One editor said the summaries could be problematic because it concentrates power to a single editor, whose contributions would comprise the entirety of the summary, which would “reinforce the idea that Wikipedia cannot be relied on, destroying a decade of policy work.”
“I don’t think I would feel comfortable contributing to an encyclopedia like this,” the editor wrote. “No other community has mastered collaboration to such a wondrous extent, and this would throw that away.”
A spokesperson for the Wikimedia Foundation said the experiment was “focused on making complex Wikipedia articles more accessible to people with different reading levels” and was meant to “gauge interest in a feature like this, and to help us think about the right kind of community moderation systems to ensure humans remain central to deciding what information is shown on Wikipedia.”
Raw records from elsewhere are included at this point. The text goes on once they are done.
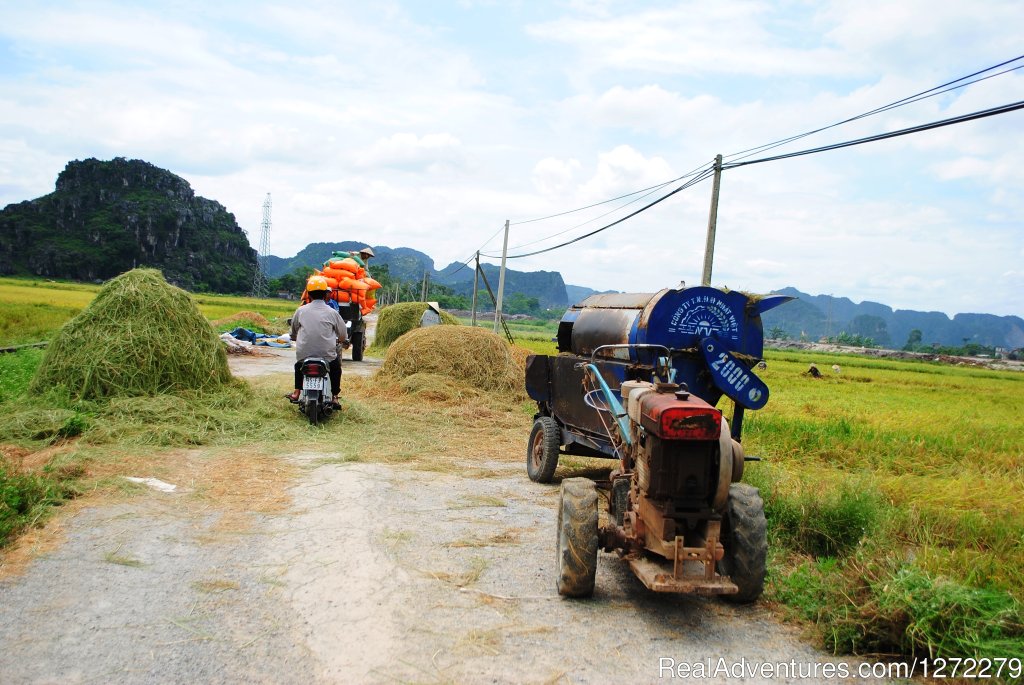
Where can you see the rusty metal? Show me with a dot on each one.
(657, 575)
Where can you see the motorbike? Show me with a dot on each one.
(315, 399)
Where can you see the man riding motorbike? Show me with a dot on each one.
(316, 331)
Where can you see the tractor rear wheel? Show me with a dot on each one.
(745, 540)
(577, 538)
(542, 451)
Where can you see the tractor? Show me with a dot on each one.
(638, 379)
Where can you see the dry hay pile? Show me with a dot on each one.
(397, 319)
(519, 355)
(445, 356)
(140, 336)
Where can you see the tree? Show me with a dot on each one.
(293, 283)
(867, 326)
(913, 340)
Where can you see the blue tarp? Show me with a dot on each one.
(260, 339)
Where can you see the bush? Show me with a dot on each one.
(25, 499)
(823, 523)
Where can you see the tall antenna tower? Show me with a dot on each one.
(259, 279)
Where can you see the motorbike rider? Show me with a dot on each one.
(316, 331)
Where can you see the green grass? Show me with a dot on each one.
(35, 310)
(894, 496)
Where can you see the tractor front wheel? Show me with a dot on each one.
(745, 540)
(577, 538)
(542, 451)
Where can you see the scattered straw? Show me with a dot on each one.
(397, 319)
(140, 336)
(471, 356)
(251, 318)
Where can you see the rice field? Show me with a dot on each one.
(33, 310)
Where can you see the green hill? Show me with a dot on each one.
(104, 218)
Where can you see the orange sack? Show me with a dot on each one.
(346, 264)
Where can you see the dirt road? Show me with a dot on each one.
(370, 573)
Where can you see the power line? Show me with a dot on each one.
(981, 114)
(909, 99)
(473, 256)
(702, 172)
(648, 193)
(605, 202)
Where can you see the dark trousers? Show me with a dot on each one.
(334, 371)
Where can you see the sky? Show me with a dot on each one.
(428, 124)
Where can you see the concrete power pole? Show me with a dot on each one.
(260, 277)
(712, 223)
(501, 280)
(476, 276)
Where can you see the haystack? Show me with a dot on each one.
(397, 319)
(140, 336)
(465, 355)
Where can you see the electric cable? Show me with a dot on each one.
(605, 202)
(601, 216)
(472, 256)
(909, 99)
(981, 114)
(689, 183)
(705, 171)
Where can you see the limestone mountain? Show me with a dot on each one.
(816, 315)
(104, 218)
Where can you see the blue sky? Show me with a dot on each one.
(427, 124)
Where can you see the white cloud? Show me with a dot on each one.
(695, 37)
(407, 151)
(553, 176)
(365, 121)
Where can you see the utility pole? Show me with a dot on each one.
(501, 279)
(712, 223)
(476, 275)
(260, 277)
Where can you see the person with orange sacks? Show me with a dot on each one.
(316, 331)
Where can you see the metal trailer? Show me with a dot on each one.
(637, 379)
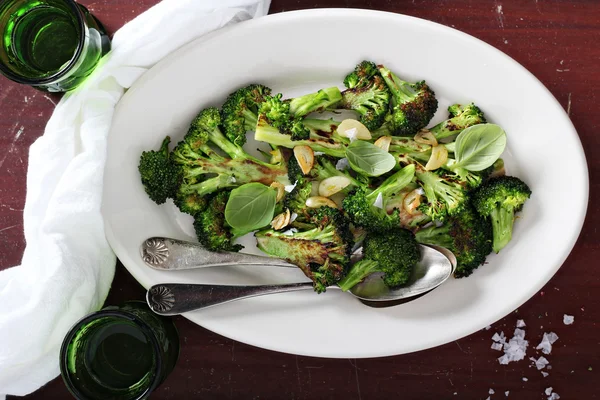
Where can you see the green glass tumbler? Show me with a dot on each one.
(52, 45)
(119, 353)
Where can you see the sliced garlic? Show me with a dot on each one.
(353, 129)
(425, 137)
(411, 202)
(319, 201)
(280, 190)
(384, 143)
(276, 156)
(439, 156)
(332, 185)
(282, 220)
(305, 157)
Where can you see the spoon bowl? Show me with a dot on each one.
(434, 268)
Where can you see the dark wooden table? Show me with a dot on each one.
(556, 40)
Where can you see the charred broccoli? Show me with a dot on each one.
(321, 248)
(367, 94)
(466, 234)
(393, 253)
(500, 198)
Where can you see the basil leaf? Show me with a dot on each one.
(479, 146)
(250, 207)
(368, 159)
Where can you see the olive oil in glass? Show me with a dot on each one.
(49, 44)
(119, 353)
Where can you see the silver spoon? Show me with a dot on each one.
(434, 268)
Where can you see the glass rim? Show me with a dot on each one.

“It is common to receive a variety of feedback from volunteers, and we incorporate it in our decisions, and sometimes change course,” the spokesperson continued.
The Wikimedia Foundation admitted its rollout of the AI-summaries was poorly planned and that “we could have done a better job introducing the idea and opening up the conversation” before it launched more broadly.
“As internet usage changes over time, we are trying to discover new ways to help new generations learn from Wikipedia to sustain our movement into the future,” a project manager said. “n consequence, we need to figure out how we can experiment in safe ways that are appropriate for readers and the Wikimedia community.”
The matter highlights a broader problem within the Wikipedia community, one where the business objectives of the Wikimedia Foundation often clash with its desire to democratize a portion of the Internet by giving voice and power to a consortium of volunteers who otherwise have no vested interest in the platform beyond their free work.
Few editors expressed concerns over whether the AI-generated summaries would be beneficial or unhelpful to readers. The majority of comments published in various talk forums focused largely on whether their volunteer contributions would be diminished or entirely replaced, indicating that most volunteer editors are motivated by ego and power, rather than contributing to a broader knowledge base.
As is typical when controversial topics are discussed on Wikipedia, dissenting editors shouted down the moderate voices who tried to find a balance between maintaining the website’s reliability and leaning into new forms of reading and consuming Wikipedia’s knowledge.
The loudest voices won. On Wikipedia, they typically do, even when they may be wrong.